Babenhausen 1,4 Millionen Euro schwer ist das Geburtstagsgeschenk, das sich der Turnverein 1891 Babenhausen (TVB) im 120. Jahr seiner Vereinsgeschichte beschert. Von Ursula Friedrich

Die Sanierung und der Umbau der vereinseigenen Turnhalle in ein modernes Sport- und Gesundheitszentrum wird eben diesen Betrag verschlingen.

Professor Dr. Heinz Zielinski verhalf dem langjährigen Wunsch nach einer modernen Halle jetzt entscheidend auf die Sprünge: Mit dem Bewilligungsbescheid über einen Landeszuschuss von 220 000 Euro kam der Abteilungsleiter Sport des hessischen Ministeriums des Inneren und für Sport zur Feierstunde in das Babenhäuser Rathaus. Auch die Stadt unterstützt das Projekt mit einer beträchtlichen Summe. „Noch nie haben wir eine Maßnahme eines Vereins in dieser Größenordnung unterstützt“, sagte Erster Stadtrat Kurt Lambert.

Die Stadt gewährte einen Zuschuss über 360 000 Euro, der Kreis Darmstadt-Dieburg weitere 51 000 Euro. Immerhin 11 500 Euro fließen aus den Kassen des Landessportbunds, so dass nun im Januar 2012 endlich der Startschuss für Umbau und Sanierung fallen wird.

„Seit unserer Vereinsgründung 1891 haben wir alle 30 Jahre angebaut“, erklärte Stefan Kratz, Vorstand Ressort Sportstätten beim TVB. Nun wird alles bis auf die Grundmauern abgerissen. 15 Jahre währte der Diskussionsprozess, ob Neubau an anderer Stelle oder die umfangreiche Hallensanierung Sinn machten. „Große Hallen für Ballsportarten sind out“, so Kratz, „der Trend geht in Richtung Kleingruppenarbeit“, ergänzte Ute Teuchner, neben Bert Bernhardt und Amelie Kley Vorsitzende des Vereins.

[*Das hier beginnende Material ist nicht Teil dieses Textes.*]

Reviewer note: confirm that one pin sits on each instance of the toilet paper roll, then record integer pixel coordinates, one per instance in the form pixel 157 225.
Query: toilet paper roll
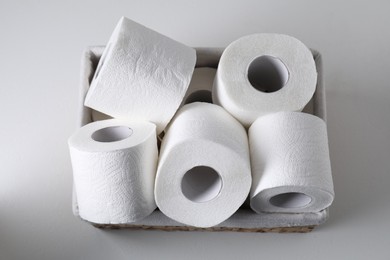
pixel 264 73
pixel 203 174
pixel 200 86
pixel 142 75
pixel 290 164
pixel 114 164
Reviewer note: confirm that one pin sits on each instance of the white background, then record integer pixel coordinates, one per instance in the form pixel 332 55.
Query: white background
pixel 41 43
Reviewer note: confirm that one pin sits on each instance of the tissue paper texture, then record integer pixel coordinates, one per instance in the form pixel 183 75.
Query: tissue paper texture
pixel 114 164
pixel 290 164
pixel 264 73
pixel 142 75
pixel 203 174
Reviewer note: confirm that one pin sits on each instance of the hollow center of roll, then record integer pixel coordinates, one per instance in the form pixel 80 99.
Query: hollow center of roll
pixel 112 134
pixel 267 74
pixel 290 200
pixel 201 184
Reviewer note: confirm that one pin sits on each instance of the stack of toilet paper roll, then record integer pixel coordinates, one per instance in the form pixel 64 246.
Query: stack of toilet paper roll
pixel 228 133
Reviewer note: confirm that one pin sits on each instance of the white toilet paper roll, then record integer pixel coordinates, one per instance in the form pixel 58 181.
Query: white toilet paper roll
pixel 114 165
pixel 290 164
pixel 200 86
pixel 142 75
pixel 203 174
pixel 264 73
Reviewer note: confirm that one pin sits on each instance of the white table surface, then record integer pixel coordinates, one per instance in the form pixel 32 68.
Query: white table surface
pixel 41 44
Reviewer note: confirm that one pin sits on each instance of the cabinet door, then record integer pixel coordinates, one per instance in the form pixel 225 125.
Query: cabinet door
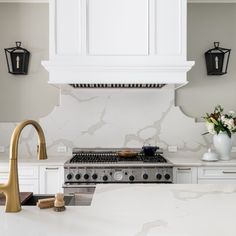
pixel 51 179
pixel 185 175
pixel 28 177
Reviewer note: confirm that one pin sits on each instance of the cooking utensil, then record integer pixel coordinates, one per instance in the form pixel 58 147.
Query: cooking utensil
pixel 127 153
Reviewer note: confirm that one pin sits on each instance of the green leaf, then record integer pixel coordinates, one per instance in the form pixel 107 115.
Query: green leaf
pixel 205 133
pixel 214 121
pixel 228 132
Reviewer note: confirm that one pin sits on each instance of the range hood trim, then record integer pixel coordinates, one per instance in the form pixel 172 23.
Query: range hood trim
pixel 159 74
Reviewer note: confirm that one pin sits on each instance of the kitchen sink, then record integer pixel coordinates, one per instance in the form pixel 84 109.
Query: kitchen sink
pixel 70 200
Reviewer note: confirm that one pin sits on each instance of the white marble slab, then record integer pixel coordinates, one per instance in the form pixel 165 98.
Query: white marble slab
pixel 135 210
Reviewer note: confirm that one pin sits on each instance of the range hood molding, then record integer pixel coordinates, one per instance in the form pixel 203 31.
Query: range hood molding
pixel 153 51
pixel 159 74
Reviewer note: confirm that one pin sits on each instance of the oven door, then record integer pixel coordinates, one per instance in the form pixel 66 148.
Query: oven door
pixel 83 195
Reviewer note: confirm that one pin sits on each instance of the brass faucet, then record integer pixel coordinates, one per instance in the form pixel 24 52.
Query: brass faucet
pixel 11 188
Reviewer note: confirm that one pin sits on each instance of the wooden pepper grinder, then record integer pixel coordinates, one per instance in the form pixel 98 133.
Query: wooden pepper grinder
pixel 59 203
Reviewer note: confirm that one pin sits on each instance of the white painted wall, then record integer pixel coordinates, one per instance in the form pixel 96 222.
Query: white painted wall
pixel 119 118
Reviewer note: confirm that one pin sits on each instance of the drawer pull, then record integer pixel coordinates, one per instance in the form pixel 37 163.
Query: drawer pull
pixel 184 168
pixel 52 168
pixel 229 172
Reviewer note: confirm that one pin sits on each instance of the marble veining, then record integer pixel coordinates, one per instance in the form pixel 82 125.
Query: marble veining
pixel 138 210
pixel 113 118
pixel 150 225
pixel 186 195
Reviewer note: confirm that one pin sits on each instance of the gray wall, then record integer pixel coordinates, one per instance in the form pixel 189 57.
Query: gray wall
pixel 208 23
pixel 24 97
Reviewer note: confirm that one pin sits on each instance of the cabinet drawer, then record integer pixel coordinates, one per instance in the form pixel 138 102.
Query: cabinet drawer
pixel 25 172
pixel 217 172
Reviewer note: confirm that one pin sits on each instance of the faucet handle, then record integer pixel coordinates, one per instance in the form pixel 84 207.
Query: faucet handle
pixel 41 150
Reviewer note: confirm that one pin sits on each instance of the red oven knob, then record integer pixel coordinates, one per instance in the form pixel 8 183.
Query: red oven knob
pixel 158 176
pixel 69 176
pixel 77 176
pixel 105 178
pixel 86 176
pixel 94 176
pixel 131 178
pixel 167 176
pixel 145 176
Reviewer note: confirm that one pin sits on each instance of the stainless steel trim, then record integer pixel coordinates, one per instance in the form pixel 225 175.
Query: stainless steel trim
pixel 113 86
pixel 229 172
pixel 184 168
pixel 52 168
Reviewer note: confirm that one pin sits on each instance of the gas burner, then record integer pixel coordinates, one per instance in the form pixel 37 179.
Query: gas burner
pixel 92 157
pixel 95 166
pixel 113 157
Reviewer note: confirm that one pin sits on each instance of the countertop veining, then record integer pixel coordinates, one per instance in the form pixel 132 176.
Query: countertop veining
pixel 135 210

Allen Belangen soll die neue Halle Rechnung tragen: Ein wettkampfgerechter großer Raum wird entstehen, daneben Gymnastikräume für die unterschiedlichen Sport- und Präventionsangebote vom Kleinkind-Turnen bis zum Seniorensport sowie ein Clubraum im Erdgeschoss, der für die Geselligkeit reserviert ist.

Immerhin 1 800 Mitglieder zählt der größte Verein der Stadt, die wettkampfmäßig, breitensportlich oder im Bereich Reha- und Gesundheitssport trainieren. Parallel zum Hallenumbau wird das sportliche Angebot des Vereins überarbeitet, um mit einem modernen Konzept ein noch vielfältigeres Angebot zu schaffen. Immerhin 80 Übungsleiter sind beim TVB beschäftigt, um 769 Kinder und 1 121 Erwachsene im jeweiligen Bereich „fit“ zu machen. In den kommenden Monaten muss sich der TVB noch in einer anderen Disziplin bewähren: Weitere Förderer für das große Bauvorhaben müssen geworben werden. Denn: Über 500 000 Euro muss der Verein für sein ehrgeiziges Vorhaben selbst stemmen. Über die Spendenaktion „Fliesen“ wurden immerhin 17 500 Euro eingenommen. Das Prinzip: Spender, die mit mindestens 50 Euro einsteigen, werden auf einer der 1891 Fliesen, die einmal das Vereinslogo darstellen sollen, namentlich verewigt. Rund 100 000 Euro will der vielfach ausgezeichnete Sportverein über diese Aktion ansparen.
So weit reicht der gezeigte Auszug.